The white journalist heard the Black caregiver describe a non-medical condition afflicting more than a few patients at the unnamed Detroit-area hospital where the Free Press writer spent four days last week. "America still has a big problem with racism. Just ask my night nurse," says the headline on his Sunday column.
I can’t get past that we still have white folks who don’t want Black folks to care for them.
Between late-night blood draws and fluid-drip changes, "it didn’t take long before we were talking about things other than my illness." Windsor learned that the nurse wonders whether she'll get inappropriate questions from new patients.
That ... still happens. Through small, coded cuts like: "Where did you say you went to nursing school?" And through large, aggressive gestures like: "I don’t want that nurse to care for me anymore." ...

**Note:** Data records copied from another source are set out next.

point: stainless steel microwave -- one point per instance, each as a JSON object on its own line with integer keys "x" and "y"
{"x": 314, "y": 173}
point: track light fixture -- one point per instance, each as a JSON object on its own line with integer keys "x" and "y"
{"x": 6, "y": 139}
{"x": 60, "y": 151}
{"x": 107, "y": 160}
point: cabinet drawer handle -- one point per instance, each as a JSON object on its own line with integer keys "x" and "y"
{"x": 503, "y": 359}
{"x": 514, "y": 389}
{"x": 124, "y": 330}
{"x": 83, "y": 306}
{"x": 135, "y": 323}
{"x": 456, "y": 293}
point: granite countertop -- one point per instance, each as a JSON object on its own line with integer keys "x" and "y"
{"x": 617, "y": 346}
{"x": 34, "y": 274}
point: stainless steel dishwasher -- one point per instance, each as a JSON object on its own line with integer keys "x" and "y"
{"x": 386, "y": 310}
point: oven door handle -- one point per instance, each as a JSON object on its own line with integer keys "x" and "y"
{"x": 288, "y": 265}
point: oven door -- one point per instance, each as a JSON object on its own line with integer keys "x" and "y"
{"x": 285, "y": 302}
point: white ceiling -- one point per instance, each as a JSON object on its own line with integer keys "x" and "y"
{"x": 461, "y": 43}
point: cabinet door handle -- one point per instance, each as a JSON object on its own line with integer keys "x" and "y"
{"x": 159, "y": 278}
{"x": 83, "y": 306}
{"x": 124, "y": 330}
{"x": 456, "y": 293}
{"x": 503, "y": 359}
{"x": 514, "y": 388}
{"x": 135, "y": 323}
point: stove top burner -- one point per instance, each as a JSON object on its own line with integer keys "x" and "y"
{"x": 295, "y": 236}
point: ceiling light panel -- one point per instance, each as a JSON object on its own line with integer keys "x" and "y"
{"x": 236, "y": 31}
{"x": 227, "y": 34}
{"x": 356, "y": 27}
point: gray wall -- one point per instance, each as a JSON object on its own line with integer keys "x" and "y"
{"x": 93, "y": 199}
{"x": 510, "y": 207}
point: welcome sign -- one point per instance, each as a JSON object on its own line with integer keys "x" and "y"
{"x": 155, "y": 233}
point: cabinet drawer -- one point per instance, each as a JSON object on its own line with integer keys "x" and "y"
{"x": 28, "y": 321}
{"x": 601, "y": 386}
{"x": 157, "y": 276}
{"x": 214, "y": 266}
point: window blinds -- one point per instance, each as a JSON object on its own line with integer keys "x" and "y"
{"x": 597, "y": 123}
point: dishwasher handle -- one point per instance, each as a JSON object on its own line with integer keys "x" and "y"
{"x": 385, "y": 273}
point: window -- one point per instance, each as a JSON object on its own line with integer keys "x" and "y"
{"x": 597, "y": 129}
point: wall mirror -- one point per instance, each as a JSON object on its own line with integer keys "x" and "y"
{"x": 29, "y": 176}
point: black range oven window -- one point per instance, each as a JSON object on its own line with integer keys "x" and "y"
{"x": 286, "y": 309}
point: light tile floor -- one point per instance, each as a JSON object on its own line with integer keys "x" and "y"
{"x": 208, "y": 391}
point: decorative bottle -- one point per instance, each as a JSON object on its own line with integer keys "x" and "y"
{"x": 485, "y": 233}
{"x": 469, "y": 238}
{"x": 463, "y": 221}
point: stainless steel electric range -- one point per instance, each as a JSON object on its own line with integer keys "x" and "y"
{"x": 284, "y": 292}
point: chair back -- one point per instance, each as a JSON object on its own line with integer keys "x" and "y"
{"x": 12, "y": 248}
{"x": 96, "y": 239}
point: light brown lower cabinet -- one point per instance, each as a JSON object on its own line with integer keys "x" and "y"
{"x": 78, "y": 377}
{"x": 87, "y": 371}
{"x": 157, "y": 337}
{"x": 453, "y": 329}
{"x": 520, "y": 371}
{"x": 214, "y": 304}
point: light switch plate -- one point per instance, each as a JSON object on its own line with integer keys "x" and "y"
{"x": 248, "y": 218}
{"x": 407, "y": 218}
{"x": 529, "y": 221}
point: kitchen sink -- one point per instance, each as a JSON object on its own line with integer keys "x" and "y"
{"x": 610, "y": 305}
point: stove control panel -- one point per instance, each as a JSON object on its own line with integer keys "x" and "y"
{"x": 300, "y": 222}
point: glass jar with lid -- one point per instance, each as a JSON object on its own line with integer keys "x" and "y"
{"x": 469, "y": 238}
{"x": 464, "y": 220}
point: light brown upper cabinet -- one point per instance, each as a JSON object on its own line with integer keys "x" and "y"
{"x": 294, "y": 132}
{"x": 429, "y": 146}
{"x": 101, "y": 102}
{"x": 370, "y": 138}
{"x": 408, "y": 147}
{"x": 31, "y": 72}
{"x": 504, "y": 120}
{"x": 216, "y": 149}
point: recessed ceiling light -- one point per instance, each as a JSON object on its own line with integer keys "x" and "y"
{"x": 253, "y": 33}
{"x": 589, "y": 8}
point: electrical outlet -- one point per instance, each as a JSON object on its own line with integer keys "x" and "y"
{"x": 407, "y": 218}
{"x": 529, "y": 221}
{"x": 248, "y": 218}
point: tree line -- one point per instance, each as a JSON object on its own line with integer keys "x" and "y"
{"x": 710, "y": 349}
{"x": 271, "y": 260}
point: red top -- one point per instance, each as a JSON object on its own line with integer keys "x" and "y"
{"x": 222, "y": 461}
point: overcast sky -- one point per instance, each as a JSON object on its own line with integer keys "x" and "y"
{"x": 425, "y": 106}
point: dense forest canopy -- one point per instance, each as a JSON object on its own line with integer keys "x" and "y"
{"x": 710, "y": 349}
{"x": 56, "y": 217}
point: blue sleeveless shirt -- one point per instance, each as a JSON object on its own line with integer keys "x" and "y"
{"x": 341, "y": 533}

Racism isn’t just about injustice in the police system or someone using a slur. It's insidious in ways we don't have to think about, and by we, I mean white folks. ...
The daytime [white] nurse got to walk into a room with built-in trust.
The night nurse did not. Imagine that. Imagine having to prove yourself on your job because of assumptions made about the color of your skin. Imagine how exhausting that must be. Imagine the mental strength it takes to convince yourself you are competent and professional, despite folks wondering if you are not.
"It is exhausting," said the night nurse. "You have no idea."
No, I don’t. ... I've never had society treat me as if I didn’t belong in a place I worked to get into to.
Windsor's account of the bedside dialogue is a stark, sobering read worth absorbing in full.